Board spokesman Jarret Scheider told the Dallas News that traveling team doctors and trainers treating athletes without a licence in the state is "a national issue not unique to Texas."
The last time Raisman saw Nassar was in 2015 at the Karolyi Ranch while preparing for the Rio Games. USA Gymnastics cut ties with the Huntsville, Texas, facility after athletes who alleged some of the abuse occurred at the ranch expressed dismay at having to attend camps there.
Raisman faced Nassar again for the first time during his marathon sentencing hearing. She said she prepared herself for the trial by looking at pictures of him online, but found comfort in being part of a group of women speaking out against the same abuser.
"I didn’t know how I'd feel but walking in there, but being with this army of survivors — I didn’t know most of these girls and women — but I just felt instant connection," Raisman said. "We were hugging each other. We really are an army of survivors, and this is just the beginning for us."

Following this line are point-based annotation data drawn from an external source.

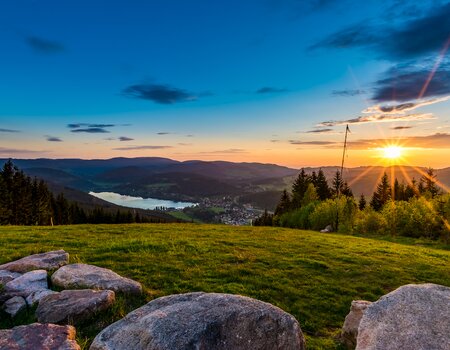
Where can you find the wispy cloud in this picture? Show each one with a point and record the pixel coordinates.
(159, 93)
(347, 93)
(9, 130)
(133, 148)
(270, 90)
(43, 45)
(91, 130)
(378, 118)
(53, 138)
(125, 138)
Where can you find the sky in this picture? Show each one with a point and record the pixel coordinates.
(272, 81)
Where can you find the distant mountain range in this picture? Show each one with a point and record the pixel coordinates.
(255, 183)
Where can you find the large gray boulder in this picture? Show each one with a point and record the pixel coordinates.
(44, 261)
(411, 317)
(73, 306)
(27, 283)
(77, 276)
(39, 337)
(350, 328)
(7, 276)
(203, 321)
(14, 305)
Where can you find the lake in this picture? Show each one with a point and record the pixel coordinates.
(139, 202)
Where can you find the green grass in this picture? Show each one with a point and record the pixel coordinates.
(310, 275)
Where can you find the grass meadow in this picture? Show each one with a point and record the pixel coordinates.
(313, 276)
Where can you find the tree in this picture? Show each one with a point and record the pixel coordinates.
(284, 205)
(429, 182)
(323, 190)
(299, 188)
(382, 194)
(362, 202)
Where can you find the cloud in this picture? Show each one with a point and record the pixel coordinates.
(378, 118)
(313, 143)
(91, 130)
(132, 148)
(414, 37)
(158, 93)
(227, 151)
(319, 131)
(53, 139)
(406, 83)
(43, 45)
(125, 138)
(270, 90)
(401, 127)
(348, 93)
(9, 130)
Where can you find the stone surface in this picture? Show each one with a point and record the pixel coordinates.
(39, 337)
(73, 306)
(203, 321)
(7, 276)
(36, 296)
(44, 261)
(14, 305)
(27, 283)
(351, 324)
(411, 317)
(76, 276)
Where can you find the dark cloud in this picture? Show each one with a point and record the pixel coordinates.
(125, 138)
(162, 94)
(347, 93)
(53, 139)
(9, 130)
(415, 37)
(401, 127)
(270, 90)
(43, 45)
(411, 83)
(91, 130)
(132, 148)
(378, 118)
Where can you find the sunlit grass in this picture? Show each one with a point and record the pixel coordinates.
(310, 275)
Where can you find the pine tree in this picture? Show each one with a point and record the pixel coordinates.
(362, 202)
(299, 188)
(284, 205)
(323, 190)
(382, 194)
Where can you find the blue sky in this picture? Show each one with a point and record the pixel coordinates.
(270, 81)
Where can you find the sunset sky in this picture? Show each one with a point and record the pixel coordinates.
(272, 81)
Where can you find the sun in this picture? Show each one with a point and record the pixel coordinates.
(392, 152)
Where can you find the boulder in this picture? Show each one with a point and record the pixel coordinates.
(44, 261)
(203, 321)
(36, 296)
(7, 276)
(73, 306)
(78, 276)
(410, 317)
(39, 337)
(351, 323)
(25, 285)
(14, 305)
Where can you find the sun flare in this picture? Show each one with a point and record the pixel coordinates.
(392, 152)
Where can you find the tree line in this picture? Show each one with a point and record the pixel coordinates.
(27, 201)
(416, 209)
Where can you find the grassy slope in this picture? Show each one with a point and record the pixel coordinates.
(310, 275)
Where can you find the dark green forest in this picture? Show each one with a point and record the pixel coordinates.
(28, 201)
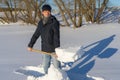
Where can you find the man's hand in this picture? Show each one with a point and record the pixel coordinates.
(29, 49)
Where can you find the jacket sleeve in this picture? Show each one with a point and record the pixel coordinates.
(35, 36)
(56, 36)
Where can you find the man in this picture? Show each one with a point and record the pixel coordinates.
(48, 29)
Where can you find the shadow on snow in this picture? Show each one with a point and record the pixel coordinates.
(84, 64)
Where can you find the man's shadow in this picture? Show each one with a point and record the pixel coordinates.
(84, 64)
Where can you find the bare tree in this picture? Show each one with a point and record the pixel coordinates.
(80, 9)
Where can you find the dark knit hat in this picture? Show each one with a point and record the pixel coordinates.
(46, 7)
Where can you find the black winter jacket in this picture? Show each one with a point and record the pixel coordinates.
(50, 35)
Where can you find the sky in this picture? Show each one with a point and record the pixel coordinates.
(111, 2)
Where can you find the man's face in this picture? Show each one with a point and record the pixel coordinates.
(46, 13)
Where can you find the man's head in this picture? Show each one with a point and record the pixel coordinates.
(46, 10)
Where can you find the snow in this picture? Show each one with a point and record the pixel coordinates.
(100, 60)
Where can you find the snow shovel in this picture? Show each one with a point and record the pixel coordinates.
(42, 52)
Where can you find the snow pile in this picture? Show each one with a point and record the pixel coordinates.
(70, 54)
(53, 74)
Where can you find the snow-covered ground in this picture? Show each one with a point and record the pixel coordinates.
(100, 44)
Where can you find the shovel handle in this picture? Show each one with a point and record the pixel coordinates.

She said since making her statement at the hearing, no one from USA Gymnastics or the U.S. Olympic Committee had reached out to her.
Raisman accuses the organizations of mishandling years of sexual assault complaints against Nassar because "medals, reputation, and money" were placed ahead of athlete safety.

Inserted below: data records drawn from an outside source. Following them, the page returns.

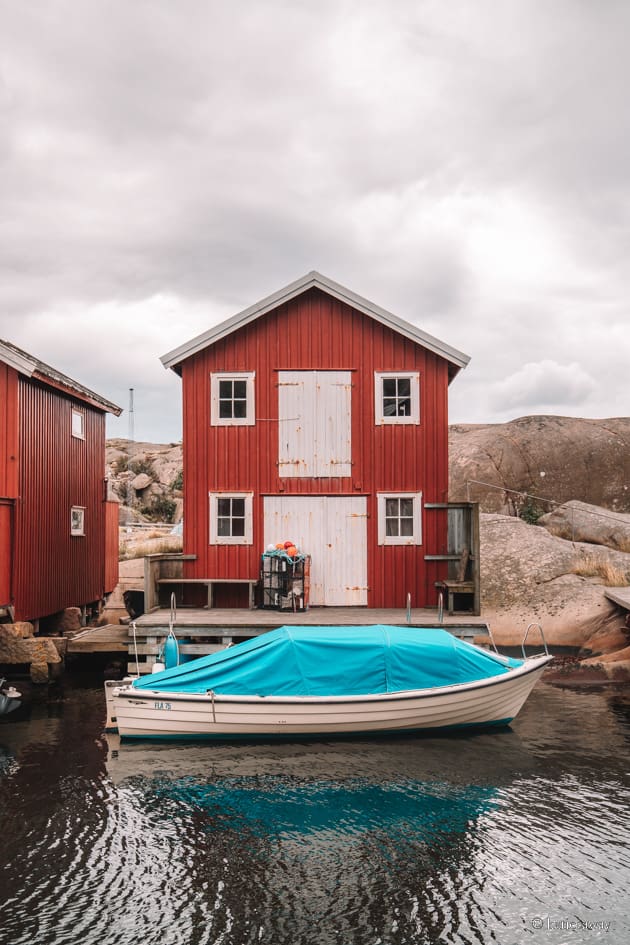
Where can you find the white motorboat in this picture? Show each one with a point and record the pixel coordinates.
(324, 681)
(9, 697)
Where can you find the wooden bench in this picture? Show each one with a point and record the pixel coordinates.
(210, 582)
(458, 585)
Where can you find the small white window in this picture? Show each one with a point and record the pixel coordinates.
(231, 518)
(232, 399)
(78, 424)
(399, 518)
(77, 520)
(397, 397)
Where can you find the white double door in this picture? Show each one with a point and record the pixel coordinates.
(333, 531)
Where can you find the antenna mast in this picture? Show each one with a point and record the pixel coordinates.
(131, 417)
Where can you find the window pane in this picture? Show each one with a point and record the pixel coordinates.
(391, 507)
(406, 527)
(224, 507)
(406, 508)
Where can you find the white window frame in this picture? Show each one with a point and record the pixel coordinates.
(416, 537)
(78, 419)
(248, 537)
(379, 415)
(77, 520)
(250, 416)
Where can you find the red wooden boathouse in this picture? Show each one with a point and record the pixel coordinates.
(58, 532)
(316, 416)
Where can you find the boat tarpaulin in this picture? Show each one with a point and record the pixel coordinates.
(332, 661)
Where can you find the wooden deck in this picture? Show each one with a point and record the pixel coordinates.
(204, 631)
(203, 619)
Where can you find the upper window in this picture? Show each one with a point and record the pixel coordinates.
(400, 518)
(78, 424)
(397, 397)
(232, 399)
(231, 518)
(77, 520)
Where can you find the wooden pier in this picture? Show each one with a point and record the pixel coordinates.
(204, 630)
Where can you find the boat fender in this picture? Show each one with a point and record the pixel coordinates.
(171, 652)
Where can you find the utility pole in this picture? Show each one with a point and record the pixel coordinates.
(130, 439)
(131, 417)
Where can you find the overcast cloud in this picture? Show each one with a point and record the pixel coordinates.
(464, 165)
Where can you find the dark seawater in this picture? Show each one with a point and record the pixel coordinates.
(509, 836)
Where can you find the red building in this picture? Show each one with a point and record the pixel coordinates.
(318, 417)
(58, 532)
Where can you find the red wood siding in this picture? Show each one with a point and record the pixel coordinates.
(8, 432)
(8, 475)
(54, 569)
(6, 534)
(111, 546)
(317, 332)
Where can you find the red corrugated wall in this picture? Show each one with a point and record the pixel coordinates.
(8, 474)
(318, 332)
(111, 546)
(54, 569)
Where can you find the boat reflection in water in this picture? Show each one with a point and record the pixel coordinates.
(338, 832)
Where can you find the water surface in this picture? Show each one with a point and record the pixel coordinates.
(509, 836)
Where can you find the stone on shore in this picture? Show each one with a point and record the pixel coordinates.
(17, 649)
(579, 521)
(530, 576)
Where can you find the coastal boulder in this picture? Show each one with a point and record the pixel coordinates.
(530, 576)
(141, 481)
(17, 649)
(579, 521)
(548, 457)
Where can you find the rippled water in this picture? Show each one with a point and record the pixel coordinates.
(517, 835)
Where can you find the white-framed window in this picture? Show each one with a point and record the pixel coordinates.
(232, 399)
(396, 397)
(231, 519)
(399, 518)
(78, 424)
(77, 520)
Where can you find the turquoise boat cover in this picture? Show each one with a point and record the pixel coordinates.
(332, 661)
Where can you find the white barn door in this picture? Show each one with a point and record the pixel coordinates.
(314, 432)
(333, 530)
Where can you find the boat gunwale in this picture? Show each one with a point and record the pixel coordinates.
(529, 665)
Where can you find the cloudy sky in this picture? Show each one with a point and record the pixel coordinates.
(463, 164)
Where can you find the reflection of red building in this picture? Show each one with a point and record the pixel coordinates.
(58, 532)
(316, 416)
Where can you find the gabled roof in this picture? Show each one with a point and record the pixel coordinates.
(30, 366)
(314, 280)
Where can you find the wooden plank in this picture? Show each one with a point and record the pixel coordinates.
(108, 639)
(619, 595)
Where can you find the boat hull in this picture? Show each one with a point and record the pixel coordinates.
(151, 714)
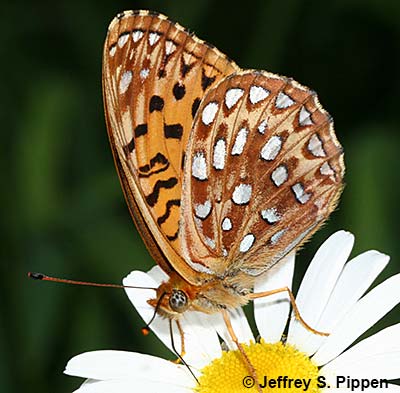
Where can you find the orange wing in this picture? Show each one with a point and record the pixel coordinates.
(154, 76)
(266, 170)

In an open letter to Team USA athletes, USOC CEO Scott Blackmun apologized to Nassar's victims for not supporting them with a physical presence in the courtroom and called on all current directors at USA Gymnastics to step down.

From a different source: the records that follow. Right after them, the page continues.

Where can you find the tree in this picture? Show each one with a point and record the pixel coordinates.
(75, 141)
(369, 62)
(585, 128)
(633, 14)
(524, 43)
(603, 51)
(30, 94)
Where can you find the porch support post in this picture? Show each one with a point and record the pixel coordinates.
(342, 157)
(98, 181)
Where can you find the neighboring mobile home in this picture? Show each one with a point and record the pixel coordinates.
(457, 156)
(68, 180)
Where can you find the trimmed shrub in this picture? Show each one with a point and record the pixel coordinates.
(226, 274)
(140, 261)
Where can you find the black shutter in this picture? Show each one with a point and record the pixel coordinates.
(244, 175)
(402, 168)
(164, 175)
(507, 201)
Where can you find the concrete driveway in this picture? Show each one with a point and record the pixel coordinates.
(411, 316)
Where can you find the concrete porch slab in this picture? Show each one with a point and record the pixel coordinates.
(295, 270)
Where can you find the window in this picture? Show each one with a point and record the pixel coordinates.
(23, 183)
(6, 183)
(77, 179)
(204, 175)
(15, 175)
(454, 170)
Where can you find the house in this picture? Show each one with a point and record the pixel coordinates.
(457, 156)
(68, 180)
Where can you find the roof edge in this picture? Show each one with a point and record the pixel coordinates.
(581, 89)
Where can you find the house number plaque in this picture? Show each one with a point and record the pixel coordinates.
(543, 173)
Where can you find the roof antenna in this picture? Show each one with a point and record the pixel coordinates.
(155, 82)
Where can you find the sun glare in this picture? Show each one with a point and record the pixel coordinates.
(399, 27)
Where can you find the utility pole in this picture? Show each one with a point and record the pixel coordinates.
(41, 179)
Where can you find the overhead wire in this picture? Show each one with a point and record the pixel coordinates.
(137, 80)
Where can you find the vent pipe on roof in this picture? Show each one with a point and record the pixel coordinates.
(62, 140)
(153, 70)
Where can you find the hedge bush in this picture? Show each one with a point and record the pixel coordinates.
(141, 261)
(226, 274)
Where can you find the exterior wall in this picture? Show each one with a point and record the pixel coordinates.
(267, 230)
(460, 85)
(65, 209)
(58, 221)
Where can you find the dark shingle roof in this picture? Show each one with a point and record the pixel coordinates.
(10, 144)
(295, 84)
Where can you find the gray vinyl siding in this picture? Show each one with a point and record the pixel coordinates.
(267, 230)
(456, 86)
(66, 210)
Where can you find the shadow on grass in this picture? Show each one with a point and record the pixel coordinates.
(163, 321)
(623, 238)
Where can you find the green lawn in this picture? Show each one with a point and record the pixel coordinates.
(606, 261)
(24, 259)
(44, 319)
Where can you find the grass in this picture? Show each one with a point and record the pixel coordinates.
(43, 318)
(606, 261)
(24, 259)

"The purpose of this message is to tell all of Nassar’s victims and survivors, directly, how incredibly sorry we are," Blackmun wrote in a letter posted late Wednesday on Team USA's website. "We have said it in other contexts, but we have not been direct enough with you. We are sorry for the pain caused by this terrible man, and sorry that you weren’t afforded a safe opportunity to pursue your sports dreams. The Olympic family is among those that have failed you."
He also announced an independent investigation to determine "who knew what and when" when it comes to Nassar.
Raisman alleges the USOC hid the abuse and has called on its leaders to resign. On Monday, Raisman claimed that a day after the Indianapolis Star named Nassar in a 2016 report on USA Gymastics' lackluster response to allegations of assault the "USOC said they wouldn’t investigate (and even praised USAG’s work in the area of sexual abuse).”
Hours after Nassar's sentencing hearing, Michigan State — which has asked the state attorney general to conduct a review of how the university handled the Nassar case — announced President Lou Anna Simon's resignation amid mounting pressure.
Sen. Kirsten Gillibrand, D-N.Y., called on Congress to launch an investigation into USA Gymnastics' handling of complaints against Nassar.
"The abuses that occurred at USA Gymnastics should not have been allowed to occur. I agree: Nassar’s trial should be the start of a bigger investigation by Congress so that this can never happen again," Gillibrand tweeted Thursday.
Meanwhile, on Monday, three top officials at USA Gymnastics resigned. Board members Chairman Paul Parilla, Vice Chair Jay Binder and treasurer Bitsy Kelley announced they were stepping down. The organization also announced the suspension of former women's national team coach John Geddert, the owner of a gymnastics club where Nassar sexually abused girls near Lansing, Michigan.
Before serving the Michigan sentence, the 54-year-old must first serve a 60-year federal sentence for child pornography crimes. With credit for good behavior, he could complete that sentence in about 55 years. By then, he would be more than 100 years old if still alive.